According to La Prensa,

“Lawyer Sidney Sitton (lawyer for the buyer) explained that the pastor bought the property on behalf of the congregation for the installation of antennas and that the sale was done with due diligence in the Public Registry.

“The lands were bought in good faith and were investigated in the public record,” he said, adding that no problems were found.”  La Prensa

The government took a stand that the Pastor could not leave the country until there was a resolution to how this amazing transfer happened without the owner having knowledge of the sale. La Prensa

The Pastor himself  refused comment and said;

“I Prefer not to feed the curiosity,” he said to excuse and not talk about a prosecution which resulted in him banned from leaving the country and forced him to report twice a week at the court office.

He went on stage and sang invoking the protection of God, challenged the media that, in his view, lies disseminated and promoted homosexuality. “Any explanation will give Hossana through Vision, which is the means God has given us,” he said, ending his attention to television journalists approached him for his version of the complaint.”  La Prensa

I guess the homosexuals, the media and the government are plotting against him?

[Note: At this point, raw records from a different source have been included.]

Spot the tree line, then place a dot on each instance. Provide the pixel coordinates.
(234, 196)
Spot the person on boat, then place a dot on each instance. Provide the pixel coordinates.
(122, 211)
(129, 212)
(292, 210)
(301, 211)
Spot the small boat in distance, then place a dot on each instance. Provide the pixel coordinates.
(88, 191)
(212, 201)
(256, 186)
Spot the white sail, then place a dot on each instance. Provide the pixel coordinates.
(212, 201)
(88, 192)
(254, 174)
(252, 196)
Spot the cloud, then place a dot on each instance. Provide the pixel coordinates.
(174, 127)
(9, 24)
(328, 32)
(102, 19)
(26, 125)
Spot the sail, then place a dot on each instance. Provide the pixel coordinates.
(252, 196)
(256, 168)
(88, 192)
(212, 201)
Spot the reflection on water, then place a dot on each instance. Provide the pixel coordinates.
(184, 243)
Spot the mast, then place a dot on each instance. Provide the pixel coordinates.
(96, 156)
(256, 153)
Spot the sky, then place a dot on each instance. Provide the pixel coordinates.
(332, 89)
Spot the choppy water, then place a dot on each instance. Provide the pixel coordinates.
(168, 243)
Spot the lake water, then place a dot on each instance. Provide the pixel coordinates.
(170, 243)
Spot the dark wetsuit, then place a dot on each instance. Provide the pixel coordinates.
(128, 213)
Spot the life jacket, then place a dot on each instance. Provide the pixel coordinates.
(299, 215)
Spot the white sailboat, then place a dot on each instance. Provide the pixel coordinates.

But fear not the President of the Republic of Panama, has said:

“Pastor Edwin Alvarez has been “unfairly treated” in the investigation into fraud charges regarding the sale of 13 hectares of land in Boqueron, Chiriquí.”

“The president said he was giving the benefit of the doubt to the leader of the Hosanna Apostolic Community, saying he is certain his actions “were in good faith.” La Prensa

So now you know if you represent a very large group of voters in Panama and are accused of stealing land by fraud the President of the Republic will stand up in public and say you were unfairly treated.

The only amazing part of this story is that the rightful owner ,after I am sure considerable time and expense, is getting his land in Chiriqui back despite fraudulent documents being filed in another province.

Cavet Emptor and keep checking the Public Registry to be sure you own what you think you own.